Christliche Spiritualität in einer pluralistischen Gesellschaft

Konkurrenzsituation des Pluralismus

Doch nicht nur in ihren Außendimensionen, nicht nur durch ihren Kontakt mit allen Epochen und Kulturen der Menschheitsgeschichte, sondern auch von ihren Innendimensionen her wird unsere Gesellschaft zu einer kritischen Anfrage ans Christliche. Der Stellenwert, den das Christliche im Leben unserer Gesellschaft einnimmt, entspricht nicht mehr jenem, den es im Leben des Christen hat: Mitte, die alles auf sich konzentriert. Wir leben in einer pluralistischen Gesellschaft, und das heißt in einer Gesellschaft, die nicht mehr zuerst durch gemeinsame Überzeugungen und Werte zusammengehalten [89] wird. Ihre Klammer ist vielmehr das Funktionierenmüssen. Der Zusammenhang von Produktion und Konsum schafft eine Abhängigkeit aller von allen, er bestimmt das ganze Leben. Die Gesellschaft kann nur noch das tolerieren, was das Funktionieren nicht stört. Es gibt einen unausweichlichen Zwang zum Mitspielen. Wer sich ihm entzieht, kommt nicht nur für sich selbst zu kurz, er gefährdet das Ganze.
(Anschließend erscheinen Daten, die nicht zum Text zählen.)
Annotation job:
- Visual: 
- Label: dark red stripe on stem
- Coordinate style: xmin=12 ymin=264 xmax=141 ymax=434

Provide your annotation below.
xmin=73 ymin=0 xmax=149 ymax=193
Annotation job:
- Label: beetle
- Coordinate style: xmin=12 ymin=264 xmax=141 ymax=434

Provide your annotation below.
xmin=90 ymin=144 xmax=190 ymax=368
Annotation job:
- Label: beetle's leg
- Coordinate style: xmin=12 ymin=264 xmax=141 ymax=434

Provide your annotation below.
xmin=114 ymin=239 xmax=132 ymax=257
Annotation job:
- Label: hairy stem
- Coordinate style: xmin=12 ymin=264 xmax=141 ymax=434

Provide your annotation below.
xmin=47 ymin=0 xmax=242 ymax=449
So aber wird die Konformität des Funktionierens zur geheimen Norm, beinahe zum geheimen „Grundwert“ der Gesellschaft. Wie man die Welt versteht, welchen Sinn man dem Funktionieren beimißt, wie man sein Mitspielen motiviert, diese Fragen rücken ins zweite Glied. Einerseits wächst so der Freiheitsraum für die eigene Weltdeutung, für die eigene Sinnantwort; andererseits finden Deutungen und Antworten, die übers bloße Funktionieren hinausweisen, zusehends weniger Verständnis. Die Unfreiheit von direkter Fremdbestimmung in Fragen der Überzeugung und des Glaubens nimmt ab – aber ebenso nimmt ab die Freiheit zur positiven Selbstbestimmung der eigenen Überzeugung, des eigenen Glaubens. Ein Nachfolgeruf gar, der das ganze Leben beansprucht, rückt in den schiefen Winkel zu der Achse, um die das Leben in dieser Gesellschaft schwingt.

Eine Konsequenz daraus ist der Trend zur bloßen Teilidentifikation mit dem Christlichen. Was von seiner gesellschaftlichen Funktion her nicht mehr als Zusatzangebot sein darf, mit dem geht man wählerisch um und von dem nimmt man sich das heraus, was eben gefällt, was nützlich, was zumutbar ist. Nachfolge freilich läßt nur Totalidentifikation zu; diese aber gerät in einer pluralistischen Gesellschaft notwendig unter Ideologieverdacht.